The only thing that is incorrect is EVP.py:PKey.verify_final - either the comment is correct and the function should raise an exception on -1, or the comment is missing a description of the -1 return value.  I'll submit a patch upstream to document the -1 return value.

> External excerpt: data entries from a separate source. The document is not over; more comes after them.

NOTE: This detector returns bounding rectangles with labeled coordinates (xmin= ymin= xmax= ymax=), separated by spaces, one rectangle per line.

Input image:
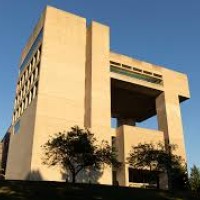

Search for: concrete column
xmin=85 ymin=22 xmax=112 ymax=184
xmin=117 ymin=118 xmax=135 ymax=126
xmin=156 ymin=91 xmax=186 ymax=161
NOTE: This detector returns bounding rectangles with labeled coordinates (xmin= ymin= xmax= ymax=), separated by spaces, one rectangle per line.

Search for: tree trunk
xmin=72 ymin=173 xmax=76 ymax=183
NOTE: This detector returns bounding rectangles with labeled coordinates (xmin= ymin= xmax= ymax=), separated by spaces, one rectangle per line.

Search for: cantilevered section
xmin=3 ymin=6 xmax=190 ymax=189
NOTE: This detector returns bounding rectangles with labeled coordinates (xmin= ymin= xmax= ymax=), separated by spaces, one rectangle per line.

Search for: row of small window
xmin=13 ymin=82 xmax=38 ymax=123
xmin=14 ymin=63 xmax=40 ymax=108
xmin=110 ymin=61 xmax=162 ymax=79
xmin=17 ymin=45 xmax=41 ymax=92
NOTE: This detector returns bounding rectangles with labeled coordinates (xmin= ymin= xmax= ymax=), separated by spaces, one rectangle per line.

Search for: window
xmin=129 ymin=168 xmax=158 ymax=183
xmin=14 ymin=121 xmax=20 ymax=133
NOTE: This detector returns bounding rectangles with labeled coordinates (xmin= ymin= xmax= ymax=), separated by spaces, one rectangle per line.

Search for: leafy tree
xmin=189 ymin=165 xmax=200 ymax=192
xmin=43 ymin=126 xmax=120 ymax=183
xmin=127 ymin=143 xmax=187 ymax=189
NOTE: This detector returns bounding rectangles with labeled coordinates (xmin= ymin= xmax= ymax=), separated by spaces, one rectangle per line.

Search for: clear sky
xmin=0 ymin=0 xmax=200 ymax=171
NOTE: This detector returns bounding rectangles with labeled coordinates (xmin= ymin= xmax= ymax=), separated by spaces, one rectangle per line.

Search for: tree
xmin=43 ymin=126 xmax=120 ymax=183
xmin=189 ymin=165 xmax=200 ymax=192
xmin=127 ymin=143 xmax=187 ymax=189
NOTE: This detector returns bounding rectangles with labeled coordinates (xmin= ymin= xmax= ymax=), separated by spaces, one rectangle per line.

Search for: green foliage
xmin=127 ymin=143 xmax=187 ymax=189
xmin=43 ymin=126 xmax=120 ymax=182
xmin=189 ymin=165 xmax=200 ymax=192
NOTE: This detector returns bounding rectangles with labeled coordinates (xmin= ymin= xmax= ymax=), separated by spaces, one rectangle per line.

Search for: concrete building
xmin=3 ymin=7 xmax=190 ymax=186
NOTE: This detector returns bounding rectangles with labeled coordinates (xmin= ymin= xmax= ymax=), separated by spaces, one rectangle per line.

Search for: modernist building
xmin=3 ymin=7 xmax=190 ymax=189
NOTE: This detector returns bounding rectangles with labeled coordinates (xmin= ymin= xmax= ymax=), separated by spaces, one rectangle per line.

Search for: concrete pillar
xmin=117 ymin=118 xmax=135 ymax=126
xmin=156 ymin=91 xmax=186 ymax=162
xmin=85 ymin=22 xmax=112 ymax=184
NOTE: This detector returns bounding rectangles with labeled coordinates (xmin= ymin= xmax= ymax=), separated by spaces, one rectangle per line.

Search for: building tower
xmin=3 ymin=6 xmax=190 ymax=186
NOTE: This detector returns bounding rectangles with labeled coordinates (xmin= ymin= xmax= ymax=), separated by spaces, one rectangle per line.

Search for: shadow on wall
xmin=26 ymin=170 xmax=43 ymax=181
xmin=62 ymin=167 xmax=103 ymax=183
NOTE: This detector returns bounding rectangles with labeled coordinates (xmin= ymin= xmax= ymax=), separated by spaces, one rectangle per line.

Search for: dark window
xmin=110 ymin=61 xmax=121 ymax=66
xmin=129 ymin=168 xmax=157 ymax=183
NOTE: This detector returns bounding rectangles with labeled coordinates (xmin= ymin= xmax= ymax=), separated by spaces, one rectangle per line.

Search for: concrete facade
xmin=3 ymin=7 xmax=190 ymax=186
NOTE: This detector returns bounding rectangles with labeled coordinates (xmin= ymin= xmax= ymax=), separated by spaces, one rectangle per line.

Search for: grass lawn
xmin=0 ymin=181 xmax=200 ymax=200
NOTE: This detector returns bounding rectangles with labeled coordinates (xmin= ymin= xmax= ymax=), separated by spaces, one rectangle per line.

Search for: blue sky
xmin=0 ymin=0 xmax=200 ymax=170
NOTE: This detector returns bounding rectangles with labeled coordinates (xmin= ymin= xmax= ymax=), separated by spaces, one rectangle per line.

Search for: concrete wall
xmin=85 ymin=22 xmax=112 ymax=184
xmin=6 ymin=7 xmax=190 ymax=186
xmin=31 ymin=7 xmax=86 ymax=181
xmin=6 ymin=99 xmax=37 ymax=180
xmin=116 ymin=125 xmax=164 ymax=186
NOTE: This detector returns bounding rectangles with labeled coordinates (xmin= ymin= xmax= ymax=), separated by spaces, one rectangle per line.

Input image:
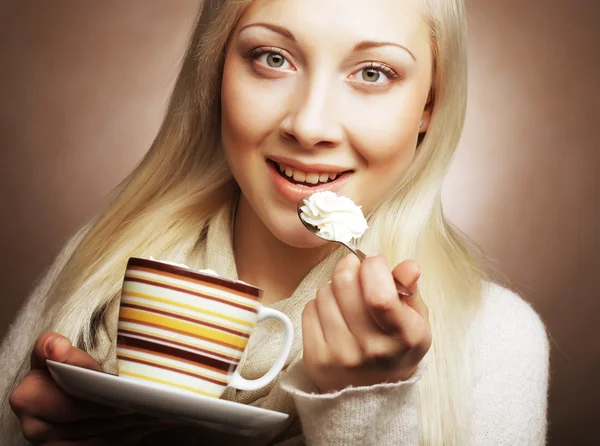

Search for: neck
xmin=233 ymin=194 xmax=328 ymax=305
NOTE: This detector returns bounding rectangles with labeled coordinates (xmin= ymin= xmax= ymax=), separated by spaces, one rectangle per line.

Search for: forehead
xmin=239 ymin=0 xmax=429 ymax=52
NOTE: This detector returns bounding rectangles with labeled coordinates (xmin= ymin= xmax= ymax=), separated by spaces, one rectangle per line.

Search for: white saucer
xmin=47 ymin=361 xmax=288 ymax=436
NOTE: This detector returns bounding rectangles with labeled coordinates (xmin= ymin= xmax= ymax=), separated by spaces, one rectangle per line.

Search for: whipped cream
xmin=300 ymin=191 xmax=369 ymax=243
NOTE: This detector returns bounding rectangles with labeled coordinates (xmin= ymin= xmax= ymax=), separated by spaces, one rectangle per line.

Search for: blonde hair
xmin=4 ymin=0 xmax=482 ymax=446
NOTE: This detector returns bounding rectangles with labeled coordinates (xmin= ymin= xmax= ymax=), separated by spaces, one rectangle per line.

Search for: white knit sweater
xmin=0 ymin=211 xmax=549 ymax=446
xmin=283 ymin=284 xmax=549 ymax=446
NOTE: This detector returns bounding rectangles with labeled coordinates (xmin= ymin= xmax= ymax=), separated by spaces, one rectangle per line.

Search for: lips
xmin=267 ymin=159 xmax=354 ymax=203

(Please reopen the bug report if I have missed something.)
Comment 2 Jan Lieskovsky 2009-01-16 09:17:34 EST
Common Vulnerabilities and Exposures assigned an identifier CVE-2009-0127 to
the following vulnerability:

** DISPUTED ** M2Crypto does not properly check the return value from
the OpenSSL EVP_VerifyFinal, DSA_verify, ECDSA_verify, DSA_do_verify,
and ECDSA_do_verify functions, which might allow remote attackers to
bypass validation of the certificate chain via a malformed SSL/TLS
signature, a similar vulnerability to CVE-2008-5077. NOTE: a Linux
vendor disputes the relevance of this report to the M2Crypto product
because "these functions are not used anywhere in m2crypto."

References:
http://cve.mitre.org/cgi-bin/cvename.cgi?name=CVE-2009-0127
http://openwall.com/lists/oss-security/2009/01/12/4
http://bugs.debian.org/cgi-bin/bugreport.cgi?bug=511515
Comment 3 Miloslav Trmač 2009-01-16 10:09:56 EST
Perhaps a better description of my objection is the following:

"There is no vulnerability in M2Crypto.  Nowhere in the functions are the return values of OpenSSL functions interpreted incorrectly.  The functions provide an interface to their users that may be considered confusing, but is not incorrect, nor it is a vulnerability.

We have searched for uses of these functions in $our distribution to identify potential incorrect uses of the interface, and to the best of our knowledge  these functions are never used in $our_distribution."